PVFS: A Parallel Virtual File System for Linux Clusters
Using networked file systems is a common method for sharing disk space on UNIX-like systems, including Linux. Sun was the first to embrace this technology by introducing the Network File System (NFS), which provides file sharing via the network. NFS is a client/server system that allows users to view, store and update files on remote computers as though they were on the user's own computer. NFS has since become the standard for file sharing in the UNIX community. Its protocol uses the Remote Procedure Call method of communication between computers.
Using NFS, the user or a system administrator can mount all or a portion of a file system.
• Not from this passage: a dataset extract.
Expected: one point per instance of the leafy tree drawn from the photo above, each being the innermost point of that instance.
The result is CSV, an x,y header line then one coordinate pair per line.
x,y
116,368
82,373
The portion of your file system that is mounted can be accessed with whatever privileges accompany your access to each file (read-only or read-write).
As the popularity and utility of this type of system have grown, more networked file systems have appeared. These new systems include advances in reliability, security, scalability and speed.
As part of my responsibilities in the Systems Research Department at Ericsson Research Canada, I evaluated Linux-networked file systems to decide what networked file system(s) to adopt for our Linux Clusters. At this stage, we are experimenting with Linux and clustering technologies and trying to build a Linux cluster that provides extremely high scalability and high availability.
An important factor in building such a system is the choice of the networked file system(s) with which it will be used. Among the tested file systems were Coda, Intermezzo, Global File System (GFS), MOSIX File System (MFS) and the Parallel Virtual File System (PVFS). After considering these and other options, the decision was made to adopt PVFS as the networked file system for our test Linux cluster. We are also using the MOSIX file system as part of the MOSIX package (see Resources) that enhances the Linux kernel with cluster-computing capabilities.
In this article, we cover our initial experiences with the PVFS system. We first discuss the design of the PVFS system in order to help familiarize readers with the terminology and components of PVFS. Next, we cover installation and configuration on the 7 CPU Linux Cluster at the Ericsson Systems Research Lab in Montréal. Finally, we discuss the strengths and weaknesses of the PVFS system in order to help others decide if PVFS is right for them.
Linux cluster technology has matured and undergone many improvements in the last few years. Commodity hardware speed has increased, and parallel software has become more advanced. Input/Output (I/O) support has traditionally lagged behind computational advances, however. This limits the performance of applications that process large amounts of data or rely on out-of-core computation.
PVFS was constructed with two main objectives. The foremost is to provide a platform for further research into parallel file systems on Linux clusters. The second objective is to meet the growing need for a high-performance parallel file system for such clusters. PVFS goals are to:
Provide high bandwidth for concurrent read/write operations from multiple processes to a common file
Support multiple APIs, including a native PVFS API, the UNIX/POSIX I/O API, as well as MPI-IO (through ROMIO)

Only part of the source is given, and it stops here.